Open div927 opened 2 years ago
hi @div927 could you please tell the python version and versions of the relevant packages: extruct, rdflib, rdflib-jsonld, pyrdfa3.
@lopuhin python version -> 3.6.9 extruct (0.13.0) rdflib (5.0.0) rdflib-jsonld (0.6.2) pyRdfa3 (3.5.3)
@div927 I see, there were some incompatible changes in latest rdflib
versions, if I go with latest versions for everything, it works for me with python 3.9, so in you case I hope updating rdflib to 6.0.2 and rdflib-jsonld to 0.6.2 should fix the issue.
Probably we should check which versions don't work and add constraints.
@lopuhin I don't think python 3.6.9 can install rdflib to 6.0.2 and rdflib-jsonld to 0.6.2 because when I try I didn't working for me.

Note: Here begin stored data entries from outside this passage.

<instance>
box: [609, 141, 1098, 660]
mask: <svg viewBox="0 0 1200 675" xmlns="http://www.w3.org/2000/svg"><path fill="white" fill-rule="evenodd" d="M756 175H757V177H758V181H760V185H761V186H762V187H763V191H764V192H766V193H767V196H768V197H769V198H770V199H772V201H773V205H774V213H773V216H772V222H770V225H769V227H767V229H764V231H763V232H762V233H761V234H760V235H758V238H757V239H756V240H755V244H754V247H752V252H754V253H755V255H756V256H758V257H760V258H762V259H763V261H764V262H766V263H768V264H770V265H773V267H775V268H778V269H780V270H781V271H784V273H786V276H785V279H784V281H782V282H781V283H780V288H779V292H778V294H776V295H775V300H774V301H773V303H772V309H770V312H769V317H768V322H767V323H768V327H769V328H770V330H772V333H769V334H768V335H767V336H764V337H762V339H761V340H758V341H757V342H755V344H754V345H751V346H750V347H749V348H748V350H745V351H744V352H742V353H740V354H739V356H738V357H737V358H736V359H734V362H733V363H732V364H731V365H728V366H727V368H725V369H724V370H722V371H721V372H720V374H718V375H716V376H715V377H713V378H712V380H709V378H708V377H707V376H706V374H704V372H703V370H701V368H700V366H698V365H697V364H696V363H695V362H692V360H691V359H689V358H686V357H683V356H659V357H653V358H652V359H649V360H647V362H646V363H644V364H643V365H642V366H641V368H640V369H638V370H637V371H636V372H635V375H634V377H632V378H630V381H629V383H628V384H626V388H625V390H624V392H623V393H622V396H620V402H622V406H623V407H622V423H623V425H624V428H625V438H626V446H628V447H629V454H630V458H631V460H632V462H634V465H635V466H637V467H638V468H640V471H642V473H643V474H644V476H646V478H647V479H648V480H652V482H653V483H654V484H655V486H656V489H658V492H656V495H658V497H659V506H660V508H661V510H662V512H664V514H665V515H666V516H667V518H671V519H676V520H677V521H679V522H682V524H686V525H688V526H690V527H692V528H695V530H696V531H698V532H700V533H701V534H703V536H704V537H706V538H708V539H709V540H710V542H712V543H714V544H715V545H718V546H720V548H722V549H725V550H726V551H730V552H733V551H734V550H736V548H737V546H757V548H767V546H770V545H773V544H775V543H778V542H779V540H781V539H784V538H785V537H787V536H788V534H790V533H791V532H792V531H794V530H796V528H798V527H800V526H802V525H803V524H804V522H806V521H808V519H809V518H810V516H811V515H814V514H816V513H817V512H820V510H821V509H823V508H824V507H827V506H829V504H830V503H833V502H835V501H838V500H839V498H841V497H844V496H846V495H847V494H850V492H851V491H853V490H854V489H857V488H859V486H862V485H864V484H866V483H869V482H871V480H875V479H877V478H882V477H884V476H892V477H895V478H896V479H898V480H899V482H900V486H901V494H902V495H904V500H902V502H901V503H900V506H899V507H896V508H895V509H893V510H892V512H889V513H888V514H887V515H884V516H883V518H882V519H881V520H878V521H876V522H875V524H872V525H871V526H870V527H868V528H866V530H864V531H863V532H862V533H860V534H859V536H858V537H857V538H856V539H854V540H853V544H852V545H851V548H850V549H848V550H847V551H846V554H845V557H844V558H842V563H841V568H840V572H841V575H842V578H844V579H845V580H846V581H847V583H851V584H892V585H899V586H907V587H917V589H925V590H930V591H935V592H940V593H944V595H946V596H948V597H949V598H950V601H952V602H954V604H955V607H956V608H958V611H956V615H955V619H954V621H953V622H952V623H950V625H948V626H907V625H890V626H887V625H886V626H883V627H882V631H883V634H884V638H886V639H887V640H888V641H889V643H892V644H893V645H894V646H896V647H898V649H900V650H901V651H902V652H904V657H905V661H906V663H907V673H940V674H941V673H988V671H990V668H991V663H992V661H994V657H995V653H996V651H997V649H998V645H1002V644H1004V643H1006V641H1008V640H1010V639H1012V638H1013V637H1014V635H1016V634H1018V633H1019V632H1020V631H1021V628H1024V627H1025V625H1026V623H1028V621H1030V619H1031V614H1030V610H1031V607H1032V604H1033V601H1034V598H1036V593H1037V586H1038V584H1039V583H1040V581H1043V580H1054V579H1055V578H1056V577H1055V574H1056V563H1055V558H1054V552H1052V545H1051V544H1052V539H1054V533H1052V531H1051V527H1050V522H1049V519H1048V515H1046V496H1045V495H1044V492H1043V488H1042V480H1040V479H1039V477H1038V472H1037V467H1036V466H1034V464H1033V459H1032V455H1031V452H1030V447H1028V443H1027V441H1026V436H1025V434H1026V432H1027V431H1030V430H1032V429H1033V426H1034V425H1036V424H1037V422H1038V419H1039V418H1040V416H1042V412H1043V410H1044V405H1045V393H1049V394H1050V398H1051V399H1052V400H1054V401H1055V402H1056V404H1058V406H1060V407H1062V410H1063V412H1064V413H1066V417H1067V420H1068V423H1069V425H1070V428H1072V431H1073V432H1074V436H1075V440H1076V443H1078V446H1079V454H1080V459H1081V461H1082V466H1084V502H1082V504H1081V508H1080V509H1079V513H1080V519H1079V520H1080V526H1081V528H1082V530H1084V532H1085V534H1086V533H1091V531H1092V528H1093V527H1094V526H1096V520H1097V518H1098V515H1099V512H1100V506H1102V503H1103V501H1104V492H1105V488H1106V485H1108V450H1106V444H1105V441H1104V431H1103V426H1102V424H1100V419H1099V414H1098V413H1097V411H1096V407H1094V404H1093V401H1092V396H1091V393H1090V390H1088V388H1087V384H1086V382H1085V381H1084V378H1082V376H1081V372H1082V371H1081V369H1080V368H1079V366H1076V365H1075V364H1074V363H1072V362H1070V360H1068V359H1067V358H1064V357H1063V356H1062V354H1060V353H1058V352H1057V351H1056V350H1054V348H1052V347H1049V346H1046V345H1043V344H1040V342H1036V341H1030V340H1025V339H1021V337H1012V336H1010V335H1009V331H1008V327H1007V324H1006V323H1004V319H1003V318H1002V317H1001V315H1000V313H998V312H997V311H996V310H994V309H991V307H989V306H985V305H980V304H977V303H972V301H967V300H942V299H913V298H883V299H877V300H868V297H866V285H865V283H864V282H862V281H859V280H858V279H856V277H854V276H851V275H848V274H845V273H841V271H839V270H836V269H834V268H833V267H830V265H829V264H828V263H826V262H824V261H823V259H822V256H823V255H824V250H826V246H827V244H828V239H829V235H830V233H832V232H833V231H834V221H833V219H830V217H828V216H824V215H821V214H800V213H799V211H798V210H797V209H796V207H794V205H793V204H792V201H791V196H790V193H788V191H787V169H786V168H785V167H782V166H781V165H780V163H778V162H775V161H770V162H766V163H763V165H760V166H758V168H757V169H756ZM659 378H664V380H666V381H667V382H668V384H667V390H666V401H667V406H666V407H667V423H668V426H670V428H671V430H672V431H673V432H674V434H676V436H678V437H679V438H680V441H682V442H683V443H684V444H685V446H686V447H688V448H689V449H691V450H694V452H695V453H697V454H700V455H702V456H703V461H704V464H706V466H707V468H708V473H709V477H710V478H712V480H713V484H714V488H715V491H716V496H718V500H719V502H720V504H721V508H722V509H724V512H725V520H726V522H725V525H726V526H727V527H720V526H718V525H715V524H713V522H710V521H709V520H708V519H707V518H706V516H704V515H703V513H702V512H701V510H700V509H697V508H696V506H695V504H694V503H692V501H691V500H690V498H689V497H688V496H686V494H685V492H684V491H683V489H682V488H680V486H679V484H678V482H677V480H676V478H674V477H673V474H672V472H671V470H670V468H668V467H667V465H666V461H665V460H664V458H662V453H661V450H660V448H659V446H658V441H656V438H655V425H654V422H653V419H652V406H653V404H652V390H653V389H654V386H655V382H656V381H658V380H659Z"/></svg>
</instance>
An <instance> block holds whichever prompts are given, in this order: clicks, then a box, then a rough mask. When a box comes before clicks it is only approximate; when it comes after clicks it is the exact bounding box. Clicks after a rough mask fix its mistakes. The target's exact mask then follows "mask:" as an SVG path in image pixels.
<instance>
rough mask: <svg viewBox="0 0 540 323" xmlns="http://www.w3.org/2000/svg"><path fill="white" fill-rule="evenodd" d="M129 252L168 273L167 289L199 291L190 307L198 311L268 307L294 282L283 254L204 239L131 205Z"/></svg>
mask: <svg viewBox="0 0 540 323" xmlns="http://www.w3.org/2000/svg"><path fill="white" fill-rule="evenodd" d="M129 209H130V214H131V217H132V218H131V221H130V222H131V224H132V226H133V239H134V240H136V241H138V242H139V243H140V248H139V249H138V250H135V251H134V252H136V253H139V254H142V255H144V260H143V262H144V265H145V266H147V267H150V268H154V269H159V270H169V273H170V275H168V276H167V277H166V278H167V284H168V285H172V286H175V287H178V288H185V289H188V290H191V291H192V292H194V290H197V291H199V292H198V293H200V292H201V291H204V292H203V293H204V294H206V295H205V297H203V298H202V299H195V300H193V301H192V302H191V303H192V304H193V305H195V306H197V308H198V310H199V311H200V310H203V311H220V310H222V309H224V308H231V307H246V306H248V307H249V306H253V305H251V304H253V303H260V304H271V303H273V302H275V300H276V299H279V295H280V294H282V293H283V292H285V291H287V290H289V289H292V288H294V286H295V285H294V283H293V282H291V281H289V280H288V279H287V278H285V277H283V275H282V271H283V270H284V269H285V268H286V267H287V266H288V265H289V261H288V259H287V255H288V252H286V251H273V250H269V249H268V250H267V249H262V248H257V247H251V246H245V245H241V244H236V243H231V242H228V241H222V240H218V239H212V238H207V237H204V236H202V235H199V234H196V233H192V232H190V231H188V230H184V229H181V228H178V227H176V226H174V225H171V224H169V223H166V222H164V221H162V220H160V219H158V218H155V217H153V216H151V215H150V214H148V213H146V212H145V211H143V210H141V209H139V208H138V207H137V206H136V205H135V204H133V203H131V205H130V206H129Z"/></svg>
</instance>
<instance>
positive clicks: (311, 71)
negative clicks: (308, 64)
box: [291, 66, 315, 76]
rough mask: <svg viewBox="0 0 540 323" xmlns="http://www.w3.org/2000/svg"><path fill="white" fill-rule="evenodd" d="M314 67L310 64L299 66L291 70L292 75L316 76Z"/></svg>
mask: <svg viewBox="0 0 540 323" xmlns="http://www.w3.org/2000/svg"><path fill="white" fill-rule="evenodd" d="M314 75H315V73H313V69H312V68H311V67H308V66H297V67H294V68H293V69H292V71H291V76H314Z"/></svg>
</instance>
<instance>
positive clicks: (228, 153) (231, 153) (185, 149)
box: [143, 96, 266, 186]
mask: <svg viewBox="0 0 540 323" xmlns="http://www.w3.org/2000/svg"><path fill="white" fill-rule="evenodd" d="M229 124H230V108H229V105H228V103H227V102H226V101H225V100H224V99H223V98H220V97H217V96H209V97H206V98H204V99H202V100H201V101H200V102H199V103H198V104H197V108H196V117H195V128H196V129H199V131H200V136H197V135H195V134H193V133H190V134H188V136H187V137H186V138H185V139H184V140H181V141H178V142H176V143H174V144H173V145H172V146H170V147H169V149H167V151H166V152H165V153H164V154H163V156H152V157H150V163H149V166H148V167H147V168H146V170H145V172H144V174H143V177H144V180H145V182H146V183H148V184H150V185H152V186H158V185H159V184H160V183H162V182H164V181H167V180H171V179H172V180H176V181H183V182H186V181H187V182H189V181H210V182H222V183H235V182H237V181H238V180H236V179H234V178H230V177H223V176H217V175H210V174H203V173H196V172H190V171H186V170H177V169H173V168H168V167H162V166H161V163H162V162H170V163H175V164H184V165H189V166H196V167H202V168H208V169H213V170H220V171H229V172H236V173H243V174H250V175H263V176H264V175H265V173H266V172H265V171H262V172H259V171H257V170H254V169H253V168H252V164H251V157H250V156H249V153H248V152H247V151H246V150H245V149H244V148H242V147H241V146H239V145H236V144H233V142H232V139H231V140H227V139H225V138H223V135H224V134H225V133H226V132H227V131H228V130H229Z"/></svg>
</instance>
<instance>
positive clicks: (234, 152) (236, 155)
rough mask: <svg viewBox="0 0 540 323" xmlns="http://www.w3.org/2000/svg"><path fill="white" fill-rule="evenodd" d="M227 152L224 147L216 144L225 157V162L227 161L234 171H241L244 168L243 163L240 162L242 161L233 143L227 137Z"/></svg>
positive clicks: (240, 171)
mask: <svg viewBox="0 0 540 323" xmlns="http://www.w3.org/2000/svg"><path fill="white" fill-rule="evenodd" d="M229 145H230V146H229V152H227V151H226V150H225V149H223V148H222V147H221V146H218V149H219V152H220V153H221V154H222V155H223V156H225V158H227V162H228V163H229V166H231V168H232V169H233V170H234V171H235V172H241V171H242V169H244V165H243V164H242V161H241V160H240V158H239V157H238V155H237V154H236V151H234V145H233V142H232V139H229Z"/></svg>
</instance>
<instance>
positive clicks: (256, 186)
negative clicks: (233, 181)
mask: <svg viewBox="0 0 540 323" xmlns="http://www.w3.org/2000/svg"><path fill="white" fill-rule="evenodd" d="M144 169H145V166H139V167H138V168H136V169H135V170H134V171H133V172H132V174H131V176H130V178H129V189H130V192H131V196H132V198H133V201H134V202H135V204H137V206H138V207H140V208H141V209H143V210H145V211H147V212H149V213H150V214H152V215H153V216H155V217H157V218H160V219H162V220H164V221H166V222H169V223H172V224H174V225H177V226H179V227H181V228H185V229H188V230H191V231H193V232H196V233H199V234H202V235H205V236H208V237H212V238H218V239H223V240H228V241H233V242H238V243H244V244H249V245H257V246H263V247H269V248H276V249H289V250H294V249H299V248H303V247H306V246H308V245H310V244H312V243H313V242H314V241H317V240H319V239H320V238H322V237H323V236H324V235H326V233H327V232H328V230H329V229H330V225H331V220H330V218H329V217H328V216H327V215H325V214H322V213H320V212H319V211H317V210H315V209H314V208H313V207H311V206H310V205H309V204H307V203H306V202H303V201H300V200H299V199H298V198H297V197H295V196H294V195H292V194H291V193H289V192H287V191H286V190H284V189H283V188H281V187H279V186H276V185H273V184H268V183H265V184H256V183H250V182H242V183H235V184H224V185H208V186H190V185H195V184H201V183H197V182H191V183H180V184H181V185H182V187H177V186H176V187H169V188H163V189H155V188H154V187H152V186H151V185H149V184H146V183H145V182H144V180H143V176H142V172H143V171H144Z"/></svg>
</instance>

Collecting rdflib==6.0.2 Could not find a version that satisfies the requirement rdflib==6.0.2 (from versions: 2.4.1, 2.4.2, 3.0.0, 3.1.0, 3.2.0, 3.2.1, 3.2.2, 3.2.3, 3.4.0, 4.0, 4.0.1, 4.1.0, 4.1.1, 4.1.2, 4.2.0, 4.2.1, 4.2.2, 5.0.0rc1, 5.0.0) No matching distribution found for rdflib==6.0.2
@div927 oh sorry, my bad - I misread and was checking with python 3.9. Actually we have the same problem with the build here https://github.com/scrapinghub/extruct/runs/3745270289?check_suite_focus=true - let me check if there is some working configuration. Unfortunately old build logs are no longer available. Worst case, downgrading extract should work, and extraction quality and API should be pretty similar.
@lopuhin what version of extruct is compatible with python 3.6.9. If in case have to downgrade it.
@div927 aha here is the issue: https://pypi.org/project/rdflib-jsonld/ says that
If you are forced to keep using Python <= 3.6, you will need to keep using release <= 0.5.0 of this plugin with RDFlib 5.0.0.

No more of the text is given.